当前位置:网站首页>CUDA Programming
CUDA Programming
2022-07-07 04:03:00 【AphilGuo】
/* Program starts ->cpu function -> take cpu data copy To gpu->gpu function -> take gpu data copy To cpu->cpu function -> end */
#include<stdio.h>
#include<stdlib.h>
#include<cuda_runtime.h>
#include<device_launch_parameters.h>
// Defining macro , The main function is to detect cuda Error in function
#define CHECK(call) \ {
\ const cudaError_t err = call; \ if (err != cudaSuccess) \ {
\ fprintf(stderr, "Error: %s:%d, ", __FILE__, __LINE__); \ fprintf(stderr, "code: %d, reason: %s\n", err, \ cudaGetErrorString(err)); \ exit(1); \ } \ }
// Kernel functions
__global__ void helloFromGPU()
{
printf("======================\n");
}
// The main function
/* * <<<grid, block>>>: The three angle brackets are cuda specific , It is the execution configuration of kernel function , To call a kernel function, you must use * grid It's grid , This value represents how many block;block Is a thread block , Represents how many threads are called * cudaDeviceReset(): Explicitly release and empty the current process gpu resources */
int main(int argc, char** argv)
{
printf("print from cpu\n");
helloFromGPU << <1, 10 >> > ();
CHECK(cudaDeviceReset());
return 0;
}
cuda The program contains both host Program , Contain, device Program , Respectively in cpu and gpu Up operation .host And device Communicate with each other , In this way, data can be copied .
1、 Distribute host Memory , And data initialization
2、 Distribute device Memory , And from host Copy data to device On
3、 call cuda The kernel function of device Complete the specified operation on
4、 take device Copy the result of the operation on to host On
5、 Release device and host Memory allocated on
stay cuda Every thread in the executes kernel functions , And each thread will be assigned a unique thread number threadid, This id The value can be passed through the built-in variable of the kernel function threadIdx To obtain a .

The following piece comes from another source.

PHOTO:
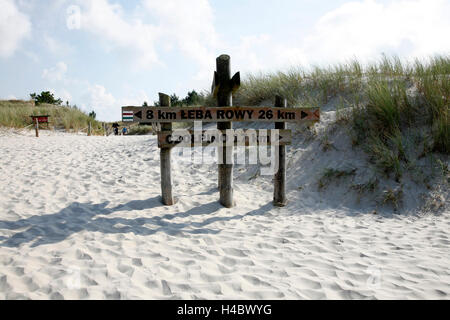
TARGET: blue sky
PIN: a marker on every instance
(103, 54)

because gpu It's actually a heterogeneous model , So we need to distinguish host and device The code on , stay cuda Is distinguished by function type qualifiers host and device The function on , There are three main function type qualifiers :
global: stay device On the implementation , from host Call in , The return type must be void, Variable parameters are not supported , Cannot be a class member function ;__global__ Defined kernel It's asynchronous ,host Don't wait for kernel After execution, proceed to the next step .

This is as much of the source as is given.